Tu rigoles ! Je le sais, parce que je te connais… C’est en boutade que tu dis « être Président », car ceci équivaudrait à « être fou ». Mieux vaut que le président ne soit pas trop Président, c’est-à-dire qu’il évite de s’identifier à son titre. Mais il me semble que ta question porte sur l’objet plutôt que sur l’identification. Comment supporter la place du président ? En effet, le président est esclave de ses devoirs plutôt que maître de son École. Mais il se soustrait à la positon sacrificielle s’il est passionné et jaloux de son objet et qu’il veuille pour son École le meilleur de la formation de l’analyste, branchée sur « la subjectivité de son époque » [2].

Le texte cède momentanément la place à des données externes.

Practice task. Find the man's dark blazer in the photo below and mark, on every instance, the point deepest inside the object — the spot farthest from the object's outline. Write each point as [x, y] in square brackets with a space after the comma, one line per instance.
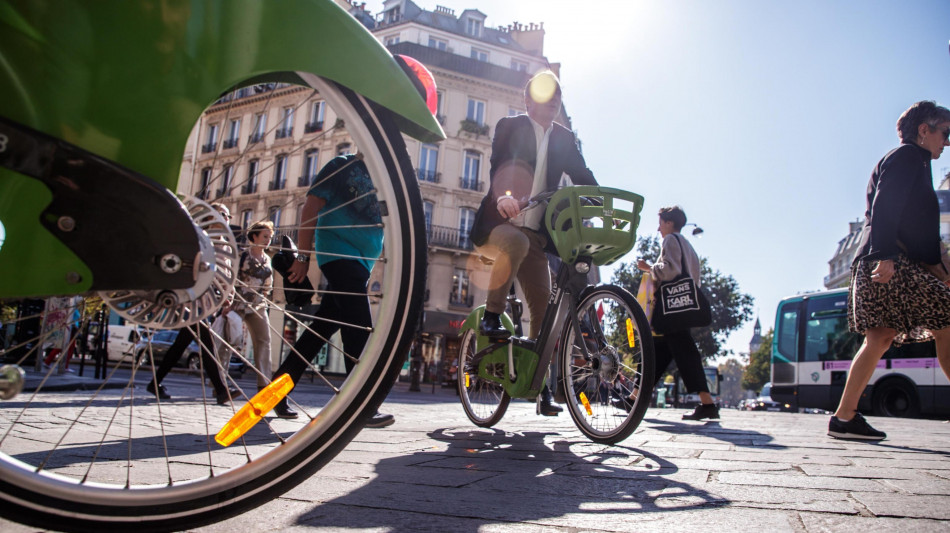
[902, 207]
[513, 159]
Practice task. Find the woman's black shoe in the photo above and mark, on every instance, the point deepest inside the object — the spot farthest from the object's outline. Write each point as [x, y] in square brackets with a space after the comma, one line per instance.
[161, 392]
[703, 411]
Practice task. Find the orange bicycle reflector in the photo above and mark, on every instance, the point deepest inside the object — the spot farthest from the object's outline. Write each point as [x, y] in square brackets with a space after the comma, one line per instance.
[254, 410]
[586, 403]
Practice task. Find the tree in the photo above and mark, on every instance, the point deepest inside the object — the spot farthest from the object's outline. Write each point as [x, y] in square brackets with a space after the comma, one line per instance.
[730, 307]
[758, 371]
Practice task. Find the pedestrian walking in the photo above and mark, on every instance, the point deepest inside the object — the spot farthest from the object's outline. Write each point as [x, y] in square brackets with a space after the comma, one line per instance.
[676, 253]
[898, 290]
[347, 240]
[253, 290]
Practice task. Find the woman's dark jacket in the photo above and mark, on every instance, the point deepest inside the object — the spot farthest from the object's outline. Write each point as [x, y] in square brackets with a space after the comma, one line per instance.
[901, 207]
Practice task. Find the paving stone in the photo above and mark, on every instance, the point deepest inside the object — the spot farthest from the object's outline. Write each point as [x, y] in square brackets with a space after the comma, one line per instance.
[801, 481]
[434, 471]
[902, 505]
[829, 523]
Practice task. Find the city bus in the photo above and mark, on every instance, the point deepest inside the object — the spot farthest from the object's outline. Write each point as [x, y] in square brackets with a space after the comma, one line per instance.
[812, 351]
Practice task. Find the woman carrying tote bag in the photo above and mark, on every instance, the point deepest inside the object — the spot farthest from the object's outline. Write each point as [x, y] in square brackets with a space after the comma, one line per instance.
[678, 345]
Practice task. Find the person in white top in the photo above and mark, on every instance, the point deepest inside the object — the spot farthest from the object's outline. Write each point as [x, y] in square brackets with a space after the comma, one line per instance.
[679, 346]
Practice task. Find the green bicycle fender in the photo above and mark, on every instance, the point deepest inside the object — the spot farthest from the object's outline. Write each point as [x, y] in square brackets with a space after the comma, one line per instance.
[23, 198]
[128, 79]
[473, 319]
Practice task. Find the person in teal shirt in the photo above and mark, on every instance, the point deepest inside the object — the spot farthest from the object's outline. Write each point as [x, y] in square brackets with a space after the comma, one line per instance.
[348, 240]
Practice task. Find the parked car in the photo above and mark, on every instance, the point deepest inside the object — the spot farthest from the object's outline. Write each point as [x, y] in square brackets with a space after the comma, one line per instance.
[160, 342]
[121, 341]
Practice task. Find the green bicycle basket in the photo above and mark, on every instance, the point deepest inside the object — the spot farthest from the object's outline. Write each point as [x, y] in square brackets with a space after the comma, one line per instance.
[579, 228]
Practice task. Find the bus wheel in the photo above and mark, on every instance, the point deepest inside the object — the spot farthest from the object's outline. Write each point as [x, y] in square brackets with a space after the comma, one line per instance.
[895, 397]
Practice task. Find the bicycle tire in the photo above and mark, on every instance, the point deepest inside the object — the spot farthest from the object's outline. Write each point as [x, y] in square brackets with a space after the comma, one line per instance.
[484, 401]
[614, 320]
[36, 492]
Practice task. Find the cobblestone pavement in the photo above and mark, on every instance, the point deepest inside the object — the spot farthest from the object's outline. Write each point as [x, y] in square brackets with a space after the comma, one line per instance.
[750, 471]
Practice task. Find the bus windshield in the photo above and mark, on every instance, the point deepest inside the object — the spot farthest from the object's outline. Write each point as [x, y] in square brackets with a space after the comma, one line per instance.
[826, 331]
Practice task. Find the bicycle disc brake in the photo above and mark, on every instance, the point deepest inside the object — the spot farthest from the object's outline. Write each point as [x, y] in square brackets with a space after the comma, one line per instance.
[214, 270]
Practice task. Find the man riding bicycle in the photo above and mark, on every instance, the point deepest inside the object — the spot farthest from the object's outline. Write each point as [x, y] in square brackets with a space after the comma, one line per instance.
[530, 153]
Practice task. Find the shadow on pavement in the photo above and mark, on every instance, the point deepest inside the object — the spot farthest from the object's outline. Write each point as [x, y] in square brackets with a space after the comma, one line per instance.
[487, 476]
[712, 428]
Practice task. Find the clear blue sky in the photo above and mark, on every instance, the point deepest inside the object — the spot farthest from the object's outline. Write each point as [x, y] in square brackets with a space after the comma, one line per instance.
[762, 119]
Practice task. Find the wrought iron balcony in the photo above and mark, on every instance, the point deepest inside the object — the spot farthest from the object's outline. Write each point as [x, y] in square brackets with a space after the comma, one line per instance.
[312, 127]
[471, 184]
[428, 175]
[471, 126]
[448, 237]
[279, 232]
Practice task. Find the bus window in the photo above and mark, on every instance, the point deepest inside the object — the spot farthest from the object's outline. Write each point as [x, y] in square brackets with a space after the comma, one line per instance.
[788, 332]
[826, 332]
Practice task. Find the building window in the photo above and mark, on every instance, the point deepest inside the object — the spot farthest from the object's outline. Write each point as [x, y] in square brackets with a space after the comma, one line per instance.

Autrefois un collègue m’a suggéré la formule suivante pour décrire les tâches du président : ne rien faire, tout faire faire, ne rien laisser faire [3]. C’était bien sûr une boutade également, mais elle montre bien que si on n’y prête pas attention, l’École risque de devenir un Autre consistant, autoritaire, immuable et écrasant. Pour moi l’École n’est pas un Autre gentil ou méchant, exigeant ou reconnaissant. L’École est sujet disait Jacques-Alain Miller, c’est-à-dire qu’elle est la somme de ce que ses membres font et disent. Si je me mobilise pour participer à l’organisation de ses actions, c’est parce que l’Autre n’existe pas, et ceci j’ai pu l’apprendre en analyse. Alors, comme mes ancêtres, je réponds à ta question par une question : à quel Autre puis-je confier la présidence de l’École dès lors que l’Autre n’existe pas ?
[1] Lacan J. « Conférence à Genève sur le symptôme », texte établi par J.-A. Miller, La Cause du désir, n° 95, Paris, Navarin, 2017, p.10.
[2] Lacan, J., « Fonction et champ de la parole et du langage », Ecrits, Paris, Seuil, 1966, p. 321
[3] Formule attribuée au Maréchal Lyautey.